Com total comprometimento com a causa, em 2023 protocolou o Projeto de Lei nº
2684, que propõe a instituição da Política de Atenção Integral à Saúde das Pessoas
com Doenças Raras.

Segundo a deputada, o projeto visa estabelecer o Subsistema de Atenção Integral
às Doenças Raras dentro do Sistema Único de Saúde (SUS), “meu objetivo é
proporcionar um atendimento mais eficiente e inclusivo para os pacientes afetados
por essas condições”, explicou.

As doenças raras, segundo a definição do Ministério da Saúde, afetam até 65
indivíduos a cada 100 mil pessoas. A complexidade dessas condições se manifesta na diversidade dos sinais e sintomas que variam de caso a caso e de pessoa para
pessoa, dificultando muitas vezes o diagnóstico e o acesso ao tratamento
adequado.

O Dia Mundial das Doenças Raras, criado em 2008 pela Organização Europeia de
Doenças Raras (Eurordis), tem como objetivo disseminar o conhecimento sobre
essas condições, buscar apoio para os pacientes e incentivar pesquisas para o
desenvolvimento de tratamentos mais eficazes.
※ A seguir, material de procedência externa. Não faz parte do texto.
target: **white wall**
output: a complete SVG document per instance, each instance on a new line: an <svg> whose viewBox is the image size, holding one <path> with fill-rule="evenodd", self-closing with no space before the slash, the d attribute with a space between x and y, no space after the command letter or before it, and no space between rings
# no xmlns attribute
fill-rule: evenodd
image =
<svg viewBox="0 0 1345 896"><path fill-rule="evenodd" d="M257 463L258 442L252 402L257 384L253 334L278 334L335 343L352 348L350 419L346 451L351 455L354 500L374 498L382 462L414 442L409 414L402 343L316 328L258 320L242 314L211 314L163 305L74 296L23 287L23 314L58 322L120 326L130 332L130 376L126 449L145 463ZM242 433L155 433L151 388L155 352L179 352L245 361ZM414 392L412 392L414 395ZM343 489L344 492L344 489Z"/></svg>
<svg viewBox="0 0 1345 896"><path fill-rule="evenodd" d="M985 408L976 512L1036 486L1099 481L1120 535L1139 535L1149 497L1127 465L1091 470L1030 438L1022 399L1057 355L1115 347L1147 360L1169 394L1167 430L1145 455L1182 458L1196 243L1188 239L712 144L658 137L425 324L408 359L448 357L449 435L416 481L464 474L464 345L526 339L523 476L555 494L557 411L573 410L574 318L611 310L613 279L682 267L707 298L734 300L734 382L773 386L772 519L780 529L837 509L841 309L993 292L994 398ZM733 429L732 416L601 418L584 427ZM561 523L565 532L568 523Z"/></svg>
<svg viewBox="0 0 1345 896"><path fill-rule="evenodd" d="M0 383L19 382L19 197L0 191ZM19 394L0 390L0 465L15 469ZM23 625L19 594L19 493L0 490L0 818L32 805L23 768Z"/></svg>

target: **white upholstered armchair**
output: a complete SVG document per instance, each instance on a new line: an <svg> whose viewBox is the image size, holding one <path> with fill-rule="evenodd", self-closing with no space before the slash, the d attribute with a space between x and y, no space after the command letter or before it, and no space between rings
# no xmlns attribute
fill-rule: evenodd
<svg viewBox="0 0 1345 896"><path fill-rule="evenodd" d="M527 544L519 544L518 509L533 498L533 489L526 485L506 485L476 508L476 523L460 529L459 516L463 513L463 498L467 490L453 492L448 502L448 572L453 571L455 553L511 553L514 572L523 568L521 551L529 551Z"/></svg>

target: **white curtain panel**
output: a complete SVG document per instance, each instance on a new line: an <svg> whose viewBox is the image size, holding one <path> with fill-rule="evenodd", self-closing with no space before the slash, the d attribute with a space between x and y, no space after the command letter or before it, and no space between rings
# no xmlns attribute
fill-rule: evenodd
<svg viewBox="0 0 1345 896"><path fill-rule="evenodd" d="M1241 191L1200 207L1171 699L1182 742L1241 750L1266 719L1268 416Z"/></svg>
Diante desse cenário, a atuação incansável da deputada Cristiane Lopes na defesa
dos direitos das pessoas com doenças raras tem sido fundamental para sensibilizar
a sociedade e as autoridades sobre a importância de garantir o acesso igualitário a um tratamento de qualidade para todos os brasileiros, independentemente da
raridade da condição que enfrentam.

Ao abordar a situação atual da assistência à saúde das pessoas com doenças raras
no Brasil, a deputada Cristiane Lopes ressaltou a desassistência em vários estados do país e a necessidade preeminente de uma reformulação no modelo de
atendimento. “Juntos, unimos nossas vozes para ampliar a conscientização e
promover a inclusão. Contem comigo nesta pauta tão importante!”, concluiu.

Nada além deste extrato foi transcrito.